When love shines from your blue,
bright, open eyes,
and the joy of gazing into them
makes my heart pound and glows;

And I hold you and kiss
Your rosy cheeks warm,
dear girl, and I clasp
you trembling in my arms,

Girl, girl, and I press
you firmly to my breast,
which at the last moment,
only dying, lets you go;

My intoxicated gaze is shadowed
by a gloomy cloud,
and then I sit, exhausted,
but blissful, next to you.

==Music==
Apart from the first six bars that Mozart entered into his catalogue, the autograph is lost, presumably by the first publisher, Artaria, where it was published in 1789. It was so popular that it was published in Munich and in Denmark (in a Danish translation) during Mozart's lifetime, and in many editions in the following decades.

Mozart's catalogue entry gives the tempo as allegretto, Artaria gives it as allegro. The key signature is E-flat major, the time signature is alla breve (2/2), the vocal range is from D_{4} to A♭_{5}, and the work consists of 74 bars, taking about 2 1/2 minutes to perform.

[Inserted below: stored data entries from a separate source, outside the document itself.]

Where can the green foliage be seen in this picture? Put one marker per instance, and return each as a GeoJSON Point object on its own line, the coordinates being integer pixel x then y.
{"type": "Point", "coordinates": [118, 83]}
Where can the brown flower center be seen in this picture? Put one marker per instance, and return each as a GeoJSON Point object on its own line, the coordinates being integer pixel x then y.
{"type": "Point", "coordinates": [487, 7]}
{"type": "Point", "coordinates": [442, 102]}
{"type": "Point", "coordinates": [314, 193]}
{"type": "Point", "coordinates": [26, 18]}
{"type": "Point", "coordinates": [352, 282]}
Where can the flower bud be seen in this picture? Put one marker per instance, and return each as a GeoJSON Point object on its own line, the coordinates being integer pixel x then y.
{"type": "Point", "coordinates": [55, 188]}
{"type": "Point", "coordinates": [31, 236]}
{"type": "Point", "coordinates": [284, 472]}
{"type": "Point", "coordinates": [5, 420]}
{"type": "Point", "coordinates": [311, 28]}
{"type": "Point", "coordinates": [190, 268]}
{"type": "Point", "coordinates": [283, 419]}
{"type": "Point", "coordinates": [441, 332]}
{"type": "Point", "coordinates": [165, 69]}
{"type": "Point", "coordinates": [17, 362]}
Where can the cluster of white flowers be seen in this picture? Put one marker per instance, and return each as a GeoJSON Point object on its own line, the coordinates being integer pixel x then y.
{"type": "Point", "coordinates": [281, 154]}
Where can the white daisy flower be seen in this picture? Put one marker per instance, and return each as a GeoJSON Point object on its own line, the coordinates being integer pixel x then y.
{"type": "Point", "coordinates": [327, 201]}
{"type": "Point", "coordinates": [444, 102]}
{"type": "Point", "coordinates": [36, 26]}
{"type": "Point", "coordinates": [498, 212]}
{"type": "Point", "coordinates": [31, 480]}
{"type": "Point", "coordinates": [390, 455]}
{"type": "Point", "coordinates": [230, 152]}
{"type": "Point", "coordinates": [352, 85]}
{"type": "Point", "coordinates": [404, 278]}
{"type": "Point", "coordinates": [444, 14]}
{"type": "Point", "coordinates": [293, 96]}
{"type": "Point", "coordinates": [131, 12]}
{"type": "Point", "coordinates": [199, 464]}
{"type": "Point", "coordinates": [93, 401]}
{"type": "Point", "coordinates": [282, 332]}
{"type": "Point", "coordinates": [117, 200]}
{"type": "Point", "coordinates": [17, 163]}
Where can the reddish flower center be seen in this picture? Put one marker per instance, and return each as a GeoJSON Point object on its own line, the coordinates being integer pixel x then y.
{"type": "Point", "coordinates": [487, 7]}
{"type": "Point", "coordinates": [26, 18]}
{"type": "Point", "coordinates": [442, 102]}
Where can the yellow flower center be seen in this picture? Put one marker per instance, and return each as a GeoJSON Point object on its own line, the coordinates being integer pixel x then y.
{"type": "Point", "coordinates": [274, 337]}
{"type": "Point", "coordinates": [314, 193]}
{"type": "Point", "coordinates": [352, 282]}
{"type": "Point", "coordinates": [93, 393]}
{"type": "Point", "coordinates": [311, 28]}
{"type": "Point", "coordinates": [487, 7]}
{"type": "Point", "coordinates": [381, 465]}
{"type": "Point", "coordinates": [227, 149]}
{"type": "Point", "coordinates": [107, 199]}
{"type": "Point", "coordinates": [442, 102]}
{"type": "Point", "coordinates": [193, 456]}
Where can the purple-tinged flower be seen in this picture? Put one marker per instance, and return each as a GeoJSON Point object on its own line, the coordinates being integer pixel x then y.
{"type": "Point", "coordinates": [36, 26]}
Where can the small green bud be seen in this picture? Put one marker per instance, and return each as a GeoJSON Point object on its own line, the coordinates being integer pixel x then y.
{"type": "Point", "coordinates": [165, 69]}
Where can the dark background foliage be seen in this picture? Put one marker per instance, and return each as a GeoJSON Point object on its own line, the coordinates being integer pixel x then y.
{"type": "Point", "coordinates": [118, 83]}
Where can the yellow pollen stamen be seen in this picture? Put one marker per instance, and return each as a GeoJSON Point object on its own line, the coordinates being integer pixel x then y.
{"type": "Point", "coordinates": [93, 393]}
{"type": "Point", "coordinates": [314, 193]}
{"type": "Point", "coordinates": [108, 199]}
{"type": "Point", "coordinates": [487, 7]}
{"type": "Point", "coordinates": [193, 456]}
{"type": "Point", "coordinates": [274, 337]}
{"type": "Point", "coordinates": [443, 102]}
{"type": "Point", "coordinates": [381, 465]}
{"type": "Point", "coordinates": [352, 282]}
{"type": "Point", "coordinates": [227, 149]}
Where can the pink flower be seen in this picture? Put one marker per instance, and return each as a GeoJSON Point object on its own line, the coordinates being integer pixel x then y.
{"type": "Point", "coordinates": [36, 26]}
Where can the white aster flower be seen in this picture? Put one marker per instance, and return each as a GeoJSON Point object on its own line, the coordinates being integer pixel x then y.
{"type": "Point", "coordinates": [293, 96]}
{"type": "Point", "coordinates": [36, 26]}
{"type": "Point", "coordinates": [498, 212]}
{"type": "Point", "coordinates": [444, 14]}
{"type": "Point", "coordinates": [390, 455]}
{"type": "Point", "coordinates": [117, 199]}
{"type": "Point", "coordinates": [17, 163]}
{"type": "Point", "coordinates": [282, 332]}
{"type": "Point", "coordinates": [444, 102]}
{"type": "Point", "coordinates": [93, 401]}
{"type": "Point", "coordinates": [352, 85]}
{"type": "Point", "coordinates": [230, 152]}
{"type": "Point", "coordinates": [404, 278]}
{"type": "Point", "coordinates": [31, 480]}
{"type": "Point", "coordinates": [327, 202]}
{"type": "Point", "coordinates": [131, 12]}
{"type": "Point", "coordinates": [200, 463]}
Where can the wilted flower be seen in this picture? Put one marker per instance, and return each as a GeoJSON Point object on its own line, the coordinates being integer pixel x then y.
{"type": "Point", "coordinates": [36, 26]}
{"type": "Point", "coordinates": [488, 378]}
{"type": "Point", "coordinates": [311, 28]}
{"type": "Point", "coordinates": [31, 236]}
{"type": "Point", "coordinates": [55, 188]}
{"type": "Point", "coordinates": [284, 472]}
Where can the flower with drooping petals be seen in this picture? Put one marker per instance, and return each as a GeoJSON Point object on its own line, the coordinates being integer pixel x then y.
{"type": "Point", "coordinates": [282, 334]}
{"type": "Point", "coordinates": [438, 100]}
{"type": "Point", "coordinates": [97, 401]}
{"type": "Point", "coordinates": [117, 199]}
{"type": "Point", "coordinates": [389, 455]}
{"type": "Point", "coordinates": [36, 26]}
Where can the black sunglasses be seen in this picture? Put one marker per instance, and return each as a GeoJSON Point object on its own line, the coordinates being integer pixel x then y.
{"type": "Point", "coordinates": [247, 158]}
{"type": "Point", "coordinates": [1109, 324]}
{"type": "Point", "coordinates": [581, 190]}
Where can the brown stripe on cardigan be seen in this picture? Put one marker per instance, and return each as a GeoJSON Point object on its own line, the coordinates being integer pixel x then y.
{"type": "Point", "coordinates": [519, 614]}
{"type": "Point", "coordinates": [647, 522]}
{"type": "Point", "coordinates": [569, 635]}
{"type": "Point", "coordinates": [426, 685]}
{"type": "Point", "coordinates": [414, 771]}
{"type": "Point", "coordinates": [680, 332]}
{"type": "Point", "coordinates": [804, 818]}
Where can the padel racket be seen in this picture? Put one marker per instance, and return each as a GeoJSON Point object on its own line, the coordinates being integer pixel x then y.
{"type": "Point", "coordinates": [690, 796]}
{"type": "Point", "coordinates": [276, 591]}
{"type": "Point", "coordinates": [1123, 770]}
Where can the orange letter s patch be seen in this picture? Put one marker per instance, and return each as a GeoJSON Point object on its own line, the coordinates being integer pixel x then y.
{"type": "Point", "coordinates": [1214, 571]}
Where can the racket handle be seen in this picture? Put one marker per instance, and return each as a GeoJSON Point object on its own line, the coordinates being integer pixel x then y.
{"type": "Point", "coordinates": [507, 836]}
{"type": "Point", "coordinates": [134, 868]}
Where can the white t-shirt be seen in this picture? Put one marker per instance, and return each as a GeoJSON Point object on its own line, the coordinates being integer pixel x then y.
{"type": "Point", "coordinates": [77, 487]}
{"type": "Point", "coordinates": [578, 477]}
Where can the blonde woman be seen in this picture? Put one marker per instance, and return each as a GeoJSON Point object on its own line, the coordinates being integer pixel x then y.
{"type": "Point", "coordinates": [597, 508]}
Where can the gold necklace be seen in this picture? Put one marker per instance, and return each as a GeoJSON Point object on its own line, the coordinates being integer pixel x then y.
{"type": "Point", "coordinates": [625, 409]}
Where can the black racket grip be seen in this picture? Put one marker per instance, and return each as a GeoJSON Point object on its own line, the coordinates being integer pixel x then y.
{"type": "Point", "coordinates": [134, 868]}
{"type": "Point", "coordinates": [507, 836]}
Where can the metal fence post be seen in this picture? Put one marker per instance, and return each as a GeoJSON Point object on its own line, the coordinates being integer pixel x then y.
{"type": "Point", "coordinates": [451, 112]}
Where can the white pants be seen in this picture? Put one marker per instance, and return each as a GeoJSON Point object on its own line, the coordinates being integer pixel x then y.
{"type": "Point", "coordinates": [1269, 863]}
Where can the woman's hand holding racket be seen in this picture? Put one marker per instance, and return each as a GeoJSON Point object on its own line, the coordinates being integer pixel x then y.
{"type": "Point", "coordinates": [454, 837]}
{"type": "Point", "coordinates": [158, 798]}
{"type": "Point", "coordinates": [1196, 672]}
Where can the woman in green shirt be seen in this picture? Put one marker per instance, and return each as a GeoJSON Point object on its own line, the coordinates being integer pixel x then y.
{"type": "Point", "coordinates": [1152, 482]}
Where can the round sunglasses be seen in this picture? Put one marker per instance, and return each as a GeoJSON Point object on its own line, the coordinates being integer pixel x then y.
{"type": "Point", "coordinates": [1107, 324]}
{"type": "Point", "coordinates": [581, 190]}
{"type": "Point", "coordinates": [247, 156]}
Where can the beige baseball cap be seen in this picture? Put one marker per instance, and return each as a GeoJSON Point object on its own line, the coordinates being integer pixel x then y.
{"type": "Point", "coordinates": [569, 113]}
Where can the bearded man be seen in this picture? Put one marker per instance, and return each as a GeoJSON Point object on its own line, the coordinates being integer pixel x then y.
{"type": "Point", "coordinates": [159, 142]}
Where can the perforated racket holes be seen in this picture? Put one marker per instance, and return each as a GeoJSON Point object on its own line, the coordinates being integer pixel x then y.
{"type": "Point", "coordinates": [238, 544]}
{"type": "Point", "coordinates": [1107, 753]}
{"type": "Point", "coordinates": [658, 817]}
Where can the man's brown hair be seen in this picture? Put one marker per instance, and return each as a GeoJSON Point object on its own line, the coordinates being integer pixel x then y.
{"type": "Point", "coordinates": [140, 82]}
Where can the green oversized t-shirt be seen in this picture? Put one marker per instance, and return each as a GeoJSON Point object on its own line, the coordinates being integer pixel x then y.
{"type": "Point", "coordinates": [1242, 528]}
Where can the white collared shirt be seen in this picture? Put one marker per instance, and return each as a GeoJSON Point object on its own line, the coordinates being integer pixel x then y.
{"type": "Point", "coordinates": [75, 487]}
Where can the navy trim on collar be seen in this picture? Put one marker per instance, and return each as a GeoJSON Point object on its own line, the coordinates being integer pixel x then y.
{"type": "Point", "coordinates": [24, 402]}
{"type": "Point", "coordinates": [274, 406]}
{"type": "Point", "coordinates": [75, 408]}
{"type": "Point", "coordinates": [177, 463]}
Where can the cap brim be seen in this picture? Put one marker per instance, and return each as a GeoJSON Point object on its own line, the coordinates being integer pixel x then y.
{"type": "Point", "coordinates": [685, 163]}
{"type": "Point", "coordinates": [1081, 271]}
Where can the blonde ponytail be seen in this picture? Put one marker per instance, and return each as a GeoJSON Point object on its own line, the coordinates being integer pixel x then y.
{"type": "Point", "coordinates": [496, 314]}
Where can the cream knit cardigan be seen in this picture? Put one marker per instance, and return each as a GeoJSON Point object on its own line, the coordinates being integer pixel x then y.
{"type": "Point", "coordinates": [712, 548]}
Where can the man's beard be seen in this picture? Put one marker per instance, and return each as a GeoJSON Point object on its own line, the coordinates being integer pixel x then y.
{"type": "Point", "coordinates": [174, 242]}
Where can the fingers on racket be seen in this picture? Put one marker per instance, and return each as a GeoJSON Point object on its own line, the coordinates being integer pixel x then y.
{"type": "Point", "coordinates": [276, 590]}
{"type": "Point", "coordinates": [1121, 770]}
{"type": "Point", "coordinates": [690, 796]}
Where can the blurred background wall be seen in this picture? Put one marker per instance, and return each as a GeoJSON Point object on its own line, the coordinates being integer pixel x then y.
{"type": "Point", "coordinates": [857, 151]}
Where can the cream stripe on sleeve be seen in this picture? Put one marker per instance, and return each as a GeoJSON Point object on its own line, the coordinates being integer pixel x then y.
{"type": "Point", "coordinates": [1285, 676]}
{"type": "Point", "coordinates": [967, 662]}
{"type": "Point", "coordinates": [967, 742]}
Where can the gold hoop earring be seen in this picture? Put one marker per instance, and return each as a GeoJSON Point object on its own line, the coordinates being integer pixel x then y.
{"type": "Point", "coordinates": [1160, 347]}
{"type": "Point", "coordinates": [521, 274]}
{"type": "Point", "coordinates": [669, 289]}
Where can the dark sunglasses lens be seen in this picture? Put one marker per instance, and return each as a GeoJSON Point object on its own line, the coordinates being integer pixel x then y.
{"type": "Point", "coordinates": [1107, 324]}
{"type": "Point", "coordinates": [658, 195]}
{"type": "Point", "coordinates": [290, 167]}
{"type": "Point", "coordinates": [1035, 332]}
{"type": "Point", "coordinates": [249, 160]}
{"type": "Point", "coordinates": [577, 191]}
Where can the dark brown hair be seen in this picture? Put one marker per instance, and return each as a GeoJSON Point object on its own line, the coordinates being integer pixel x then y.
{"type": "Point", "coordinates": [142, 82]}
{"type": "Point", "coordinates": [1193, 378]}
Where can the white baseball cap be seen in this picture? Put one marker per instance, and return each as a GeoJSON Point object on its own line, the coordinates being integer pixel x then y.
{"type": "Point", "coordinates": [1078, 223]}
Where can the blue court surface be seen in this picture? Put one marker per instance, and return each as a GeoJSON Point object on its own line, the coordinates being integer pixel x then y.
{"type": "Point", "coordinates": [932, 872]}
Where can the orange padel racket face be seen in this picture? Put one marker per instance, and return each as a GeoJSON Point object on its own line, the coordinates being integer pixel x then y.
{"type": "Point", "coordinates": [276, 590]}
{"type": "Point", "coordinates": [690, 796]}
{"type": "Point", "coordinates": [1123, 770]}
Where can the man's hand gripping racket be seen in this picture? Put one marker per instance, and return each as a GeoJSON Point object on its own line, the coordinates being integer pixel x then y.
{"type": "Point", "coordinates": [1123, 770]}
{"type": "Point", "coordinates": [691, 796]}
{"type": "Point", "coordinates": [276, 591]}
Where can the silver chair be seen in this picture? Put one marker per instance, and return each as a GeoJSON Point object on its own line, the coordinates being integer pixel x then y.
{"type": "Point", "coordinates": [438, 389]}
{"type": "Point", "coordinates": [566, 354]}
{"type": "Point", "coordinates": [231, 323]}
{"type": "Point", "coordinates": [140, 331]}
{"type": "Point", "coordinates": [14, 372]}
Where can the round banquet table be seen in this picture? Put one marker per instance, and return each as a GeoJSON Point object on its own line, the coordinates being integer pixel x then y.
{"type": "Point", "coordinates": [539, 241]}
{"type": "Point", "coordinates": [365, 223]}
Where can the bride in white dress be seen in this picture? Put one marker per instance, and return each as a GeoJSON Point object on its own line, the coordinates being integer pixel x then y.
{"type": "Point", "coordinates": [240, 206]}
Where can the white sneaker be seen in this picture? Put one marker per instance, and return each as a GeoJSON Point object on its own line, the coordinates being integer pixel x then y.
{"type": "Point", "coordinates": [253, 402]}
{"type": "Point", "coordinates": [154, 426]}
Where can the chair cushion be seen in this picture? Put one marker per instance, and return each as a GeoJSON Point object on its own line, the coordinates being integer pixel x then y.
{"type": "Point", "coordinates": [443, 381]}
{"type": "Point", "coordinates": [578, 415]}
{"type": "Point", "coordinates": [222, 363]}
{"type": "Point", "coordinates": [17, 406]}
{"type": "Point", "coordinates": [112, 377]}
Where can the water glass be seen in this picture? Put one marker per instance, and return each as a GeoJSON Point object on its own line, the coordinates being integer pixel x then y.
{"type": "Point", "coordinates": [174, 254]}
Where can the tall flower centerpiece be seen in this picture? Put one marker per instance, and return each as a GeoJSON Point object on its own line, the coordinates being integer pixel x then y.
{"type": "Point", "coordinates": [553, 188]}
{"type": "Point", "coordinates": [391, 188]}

The form of the composition is not strophic, but a rondo (A–B–A–C–A) with a coda. The vocal line is independent from the keyboard accompaniment. Upward leaps in the melody in bars 8, 9, 13 indicate the lovers' delight, piano staccato in bars 21 and 23 depicts heartbeats, there are shivers (piano bars 24, 25, voice melisma 35, 36), breathlessness (mid-word rests in bars 41, 43), and fatigue (longer rests in bars 49 and 50, leading to a general pause in bar 51). The coda invokes operatic style in bars 65 to 70, and bars 62 to 65 employ sudden dynamic changes from the Mannheim school. The piano reuses its prelude below the voice in bar 67 and extends it to form a postlude. The first three verses are covered in 39 bars, while the fourth alone takes 30.

Several engravers used that score in their depictions of Mozart.